All of this ultimately taps into a conversation that has been taking place since before the pandemic even hit: what do we want professional football to be in the future? Do we want it to be a series of competitions, in which the vast financial disparities between the wealthiest and the rest are tempered by rules that try to keep all clubs on something approaching the same level? Or do we want it to be a series of exhibition matches, in which competition takes second place to the thrill of watching the wealthiest club rattle in as many goals as possible?

At the time of the European Super League proposals in April 2021, Florentino Perez of Real Madrid was explicit about where the priorities of those clubs rested: with ‘the fans of the future’ rather than ‘legacy fans’. Virality and repeated Clashes of the Titans is where they feel the future rests. As with everything else to do with this particular project, the fact that all of the changes that he was proposing explicitly benefited his club was just a coincidence.

If the biggest clubs really wanted to do something about the overwork of players and their increased exposure to injury, they could cut down on the number of fixtures they play. They could stop jetting off all over the world shortly before the start of their domestic league seasons and they could campaign for the Champions League to be less bloated. But that’s not the object here. Clubs go to these summer tournaments because they’re worth a tonne of money to them, and the same reasoning was behind the European Super League and its sister competition, the expanded Champions League.

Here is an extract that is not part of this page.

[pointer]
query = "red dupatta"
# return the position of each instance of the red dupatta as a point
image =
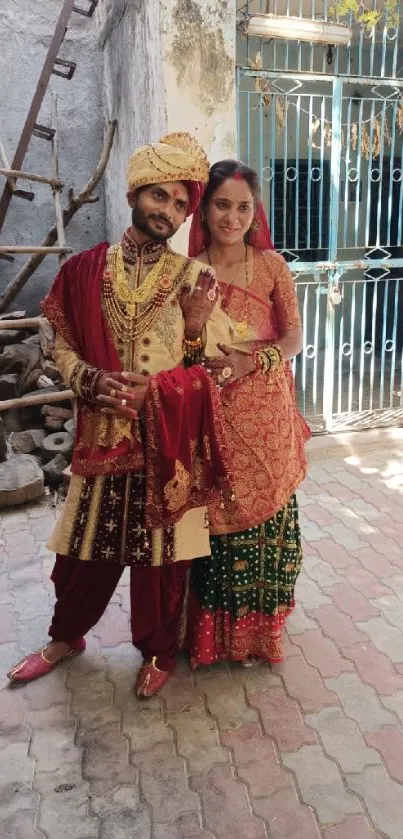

The richest clubs always seem to ultimately get what they want, so no doubt in time more substitutions will be permitted in the Premier League. Pep Guardiola and Jurgen Klopp (among others) will have won, and they’re fully entitled to argue for things that sit within their very narrow field of self-interest. But the rest of us are entitled to wonder whether, just once, a rule change could be introduced that benefits everybody else rather than just this small coterie of clubs.